Lilian looked at her. “Are you OK? I’m sorry, I didn’t realize how upsetting it would be. You’re right, when it’s someone else it’s all fun and games, but when it’s your own life it’s not the slightest bit funny.” She sighed. “After my husband died people I didn’t know very well suddenly became very interested in me. They wanted to chat, wanted to know stuff, wanted to make inquiries, do you know what I mean? Most of them meant well, wanted to help. But after a few months you start to hate the smell of dropped-off rotisserie chicken and the obligation to make coffee and rehash your pain for someone else’s vicarious experience.” There was a silence. “Everyone brings a fucking rotisserie chicken.” Another silence. “I call them The Birds of Grief.”

There was a short pause, then Frances said, “Have you tried the rotisserie chickens at that weird little place on Eighth and Western?”

“The one with all the wood piled outside? The one that looks like it might be condemned at any moment?”

“Yeah. Those chickens would help you get over your rotisserie chicken issue. In our house we call it Bacon Chicken, even though there is no bacon involved. It’s that good.”
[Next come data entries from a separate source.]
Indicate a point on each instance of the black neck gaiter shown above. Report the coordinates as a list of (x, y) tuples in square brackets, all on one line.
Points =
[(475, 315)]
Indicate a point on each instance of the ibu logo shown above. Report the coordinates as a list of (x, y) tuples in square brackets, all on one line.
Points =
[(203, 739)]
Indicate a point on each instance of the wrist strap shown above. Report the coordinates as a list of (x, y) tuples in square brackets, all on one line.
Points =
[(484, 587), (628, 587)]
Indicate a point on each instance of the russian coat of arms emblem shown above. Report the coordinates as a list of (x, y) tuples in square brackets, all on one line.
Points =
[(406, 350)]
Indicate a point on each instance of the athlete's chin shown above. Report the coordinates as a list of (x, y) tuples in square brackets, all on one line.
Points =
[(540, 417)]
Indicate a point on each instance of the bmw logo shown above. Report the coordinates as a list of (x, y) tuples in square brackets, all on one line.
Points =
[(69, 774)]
Lilian grinned suddenly. “This is what I like best about you, Frances,” she said. “You’re the most comforting yet most unsympathetic person I’ve ever known.”

“Is that good?” Frances was a little taken aback.

“Yeah. Oh, look, Annabel’s finished, thank GOD.” Lilian drank the rest of her coffee and gave Frances a hug. “Thanks for being you, and thanks for respecting Anne’s privacy. I’ll go get the gossip from someone with lower standards of friendship.”